A blush heats my cheeks. “Oh, I was, and I was scolded for it, especially since mine were self-studies and not recreations of the acceptable classics. So I learned landscapes and portraits too.”

He shifts slightly at my mention of self-studies, but his expression soon turns serious. “You said at the carnival that your debut season didn’t end well. What happened?”

“I did all the right things. At least I tried to. But there were certain aspects I never understood. There were rules to polite conversation, which I memorized and thought I excelled at until I noticed some of the girls would say things that defied my comprehension. They would state the most mundane of phrases and then laugh as if they’d told some joke. I’d always laugh along with them, but later—often weeks after the fact—something would click into place and I’d realize I’d been made fun of, right to my face.”

Monty’s eyes turn down at the corners. “The elite have a way with words, don’t they?”

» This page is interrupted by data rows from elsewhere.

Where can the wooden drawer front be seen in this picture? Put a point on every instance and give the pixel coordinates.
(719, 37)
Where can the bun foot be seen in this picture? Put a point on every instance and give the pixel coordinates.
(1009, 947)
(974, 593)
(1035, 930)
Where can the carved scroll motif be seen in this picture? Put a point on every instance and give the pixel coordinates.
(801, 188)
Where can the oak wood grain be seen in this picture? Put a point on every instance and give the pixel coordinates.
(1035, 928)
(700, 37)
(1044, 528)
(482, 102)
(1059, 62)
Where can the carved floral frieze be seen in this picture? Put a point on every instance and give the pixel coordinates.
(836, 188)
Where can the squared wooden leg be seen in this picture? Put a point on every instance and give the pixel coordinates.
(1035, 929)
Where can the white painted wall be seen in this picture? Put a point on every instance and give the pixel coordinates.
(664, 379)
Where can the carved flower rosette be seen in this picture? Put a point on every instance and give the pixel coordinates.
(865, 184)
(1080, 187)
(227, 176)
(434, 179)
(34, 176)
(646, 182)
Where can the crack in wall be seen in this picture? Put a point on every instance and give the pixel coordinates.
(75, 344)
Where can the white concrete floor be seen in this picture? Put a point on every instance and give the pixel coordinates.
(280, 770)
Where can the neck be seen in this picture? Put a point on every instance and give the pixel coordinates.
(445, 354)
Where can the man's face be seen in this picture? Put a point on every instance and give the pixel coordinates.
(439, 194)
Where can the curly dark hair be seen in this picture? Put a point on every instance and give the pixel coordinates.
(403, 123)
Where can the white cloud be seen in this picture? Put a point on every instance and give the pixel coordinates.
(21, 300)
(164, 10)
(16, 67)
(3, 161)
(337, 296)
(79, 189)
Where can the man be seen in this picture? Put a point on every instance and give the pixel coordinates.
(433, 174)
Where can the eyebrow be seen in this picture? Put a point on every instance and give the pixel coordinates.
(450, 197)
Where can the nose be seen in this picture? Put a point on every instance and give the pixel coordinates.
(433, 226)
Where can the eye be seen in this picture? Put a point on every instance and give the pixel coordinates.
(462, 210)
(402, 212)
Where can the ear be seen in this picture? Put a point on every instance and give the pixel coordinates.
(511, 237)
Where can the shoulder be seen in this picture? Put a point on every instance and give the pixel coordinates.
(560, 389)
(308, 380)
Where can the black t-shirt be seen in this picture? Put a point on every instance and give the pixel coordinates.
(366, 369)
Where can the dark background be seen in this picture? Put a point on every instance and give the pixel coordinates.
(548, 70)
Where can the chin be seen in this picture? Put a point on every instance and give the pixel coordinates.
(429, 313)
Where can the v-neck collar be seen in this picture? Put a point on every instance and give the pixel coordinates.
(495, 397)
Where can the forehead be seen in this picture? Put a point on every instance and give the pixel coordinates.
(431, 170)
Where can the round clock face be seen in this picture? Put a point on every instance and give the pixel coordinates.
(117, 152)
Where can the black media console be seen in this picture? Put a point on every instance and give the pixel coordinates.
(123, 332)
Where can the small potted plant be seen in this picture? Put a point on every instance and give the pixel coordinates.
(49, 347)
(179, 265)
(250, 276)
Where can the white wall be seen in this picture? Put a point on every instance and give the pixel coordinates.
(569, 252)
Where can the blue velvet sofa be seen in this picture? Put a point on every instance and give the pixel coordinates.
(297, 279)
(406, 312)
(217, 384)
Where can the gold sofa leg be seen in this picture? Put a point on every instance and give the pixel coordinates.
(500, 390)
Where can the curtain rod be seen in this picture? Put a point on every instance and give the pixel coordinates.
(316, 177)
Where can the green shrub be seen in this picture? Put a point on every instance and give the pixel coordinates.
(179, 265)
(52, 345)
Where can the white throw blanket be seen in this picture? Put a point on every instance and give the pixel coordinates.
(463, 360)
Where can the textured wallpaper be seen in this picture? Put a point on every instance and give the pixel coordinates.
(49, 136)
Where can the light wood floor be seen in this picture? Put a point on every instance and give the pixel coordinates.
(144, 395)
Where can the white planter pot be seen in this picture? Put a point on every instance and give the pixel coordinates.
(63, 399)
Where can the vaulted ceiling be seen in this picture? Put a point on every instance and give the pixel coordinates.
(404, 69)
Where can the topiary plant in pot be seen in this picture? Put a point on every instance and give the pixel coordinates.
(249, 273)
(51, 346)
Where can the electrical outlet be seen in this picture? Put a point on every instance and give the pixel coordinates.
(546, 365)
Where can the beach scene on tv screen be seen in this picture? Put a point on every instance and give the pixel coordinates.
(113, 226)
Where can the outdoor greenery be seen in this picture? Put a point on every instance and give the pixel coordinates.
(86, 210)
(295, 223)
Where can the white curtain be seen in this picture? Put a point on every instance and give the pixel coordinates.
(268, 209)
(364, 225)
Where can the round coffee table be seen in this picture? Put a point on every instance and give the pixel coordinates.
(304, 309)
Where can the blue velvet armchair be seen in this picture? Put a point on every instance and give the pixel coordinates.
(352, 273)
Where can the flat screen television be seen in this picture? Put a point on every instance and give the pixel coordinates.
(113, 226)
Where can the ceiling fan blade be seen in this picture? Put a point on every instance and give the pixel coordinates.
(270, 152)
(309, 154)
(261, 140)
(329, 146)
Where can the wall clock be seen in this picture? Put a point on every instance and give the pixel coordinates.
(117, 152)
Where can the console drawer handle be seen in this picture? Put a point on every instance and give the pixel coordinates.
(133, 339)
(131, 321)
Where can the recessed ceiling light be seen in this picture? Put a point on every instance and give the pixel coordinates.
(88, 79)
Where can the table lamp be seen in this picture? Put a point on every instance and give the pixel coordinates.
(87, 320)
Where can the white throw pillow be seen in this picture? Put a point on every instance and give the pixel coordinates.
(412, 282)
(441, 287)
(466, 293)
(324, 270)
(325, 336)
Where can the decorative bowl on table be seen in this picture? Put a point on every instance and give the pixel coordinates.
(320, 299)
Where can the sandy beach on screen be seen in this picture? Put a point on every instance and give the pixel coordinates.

“It was humiliating. There was one fellow debutante who was particularly cruel yet so clever and loved by everyone around her. She took a strong dislike to me, which she masked as friendship. When I realized what she was doing—that everything she said in front of me, to me, and to others in my presence was meant to cut me down—I lost it. I lost my patience for the entire charade, for her, for society, for those who laughed at me, and my inner hunter took over. We got into a very public confrontation, which ended when I…”

I purse my lips, realizing what I was about to admit. I’ve never told anyone what happened next.